In recent times, and with all due respect to the aforementioned media stalwart, I’ve come to feel that it was just shitty advice for this day and age. So after much hemming & hawing over what focus this little blog/folio/rambling website is going to take, I’ve decide to just throw it all in. Anything I do professionally is fair game. I do tend to identify primarily as an audio/music guy, but I also know which end of a broadcast camera is which, I love to take photos, and I can get around in Final Cut Pro pretty well. And I think that’s an advantage – not a liability.

I mean, look at the landscape out there – it’s pretty much the renaissance but with computers. Nobody thinks Leonardo Da Vinci was anything other than a first-class painter just because he also knew about anatomy and designed helicopters. And no, I don’t for even a second place myself on that level, but the principle is sound – it’s entirely possible to be good at more than one thing. Particularly if those things are interrelated somehow.

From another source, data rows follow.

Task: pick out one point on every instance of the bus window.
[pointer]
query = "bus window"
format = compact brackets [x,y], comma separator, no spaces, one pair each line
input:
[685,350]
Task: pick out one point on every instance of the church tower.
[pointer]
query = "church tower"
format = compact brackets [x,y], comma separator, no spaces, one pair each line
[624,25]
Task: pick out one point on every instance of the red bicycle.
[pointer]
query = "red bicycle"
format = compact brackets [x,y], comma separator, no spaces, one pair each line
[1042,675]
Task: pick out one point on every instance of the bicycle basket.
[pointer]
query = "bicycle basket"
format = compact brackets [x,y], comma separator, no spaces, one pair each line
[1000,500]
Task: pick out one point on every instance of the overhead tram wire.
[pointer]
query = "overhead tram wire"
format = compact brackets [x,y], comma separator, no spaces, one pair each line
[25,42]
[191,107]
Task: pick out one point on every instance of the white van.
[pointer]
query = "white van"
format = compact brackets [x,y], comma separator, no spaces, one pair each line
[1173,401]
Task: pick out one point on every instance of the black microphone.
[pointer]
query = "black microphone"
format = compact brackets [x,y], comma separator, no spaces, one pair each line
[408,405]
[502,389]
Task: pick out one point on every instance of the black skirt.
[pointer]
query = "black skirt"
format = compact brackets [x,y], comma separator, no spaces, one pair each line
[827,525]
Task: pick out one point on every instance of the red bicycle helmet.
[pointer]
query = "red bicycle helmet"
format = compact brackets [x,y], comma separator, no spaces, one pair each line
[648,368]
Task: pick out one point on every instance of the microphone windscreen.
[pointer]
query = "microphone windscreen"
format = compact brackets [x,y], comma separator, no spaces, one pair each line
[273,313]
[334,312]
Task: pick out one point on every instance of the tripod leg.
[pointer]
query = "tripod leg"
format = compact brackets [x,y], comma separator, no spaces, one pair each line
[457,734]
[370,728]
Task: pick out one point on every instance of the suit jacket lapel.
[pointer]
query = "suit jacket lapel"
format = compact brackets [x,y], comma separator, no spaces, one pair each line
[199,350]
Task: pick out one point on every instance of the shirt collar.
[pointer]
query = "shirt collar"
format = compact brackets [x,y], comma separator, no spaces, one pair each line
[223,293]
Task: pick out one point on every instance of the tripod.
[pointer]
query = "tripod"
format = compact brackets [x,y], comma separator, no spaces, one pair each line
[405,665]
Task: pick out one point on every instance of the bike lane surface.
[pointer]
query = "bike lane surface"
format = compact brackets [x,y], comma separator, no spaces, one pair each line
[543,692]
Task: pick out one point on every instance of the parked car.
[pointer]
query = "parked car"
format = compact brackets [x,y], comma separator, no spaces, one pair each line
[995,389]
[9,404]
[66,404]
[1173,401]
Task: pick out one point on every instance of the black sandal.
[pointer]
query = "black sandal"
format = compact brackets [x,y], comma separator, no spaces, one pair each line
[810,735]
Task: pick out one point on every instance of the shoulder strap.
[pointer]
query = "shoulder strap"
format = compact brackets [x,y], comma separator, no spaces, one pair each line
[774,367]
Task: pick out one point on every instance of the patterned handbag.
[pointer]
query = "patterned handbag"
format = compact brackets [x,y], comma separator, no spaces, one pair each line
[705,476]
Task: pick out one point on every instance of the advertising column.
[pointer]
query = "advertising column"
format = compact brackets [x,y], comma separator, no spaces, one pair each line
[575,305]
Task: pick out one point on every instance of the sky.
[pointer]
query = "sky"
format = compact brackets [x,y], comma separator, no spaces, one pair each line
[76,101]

I have the incredible good fortune to have started my career just on the tail end of what I’d refer to as “proper” TV production here in Tasmania. Back in 1995 We were making several hours worth of television per week in the studio, bumping sets in & out, going out and picking up stories, doing outside broadcasts for sporting events, awards nights, dance eisteddfods, produced graphics for the news and for TV commercials… it was all hands on deck. That’s all pretty much gone now, but over the course of nearly nine years at WIN Television Hobart I learned to operate a studio camera, shoot EFP camera, learned how to light a set, record studio voice overs, acquire field audio recordings in all manner of difficult situations, edit tape (audio and video), mix live bands and sporting events, mic up stadiums… it was an absurdly rich training ground. I was also playing in a band 4 nights a week for a good portion of that time, which taught its own set of skills which I threw into the pot.

I couldn’t even begin to quantify how those pieces of knowledge inter-relate on a specific level (well… I could, but it would be dull). I will confidently make this assertion though:

If you work in a field like film or television where there’s a chain of responsibilities, there is NO WAY that having a greater understanding of somebody else’s role is going to make you worse at yours.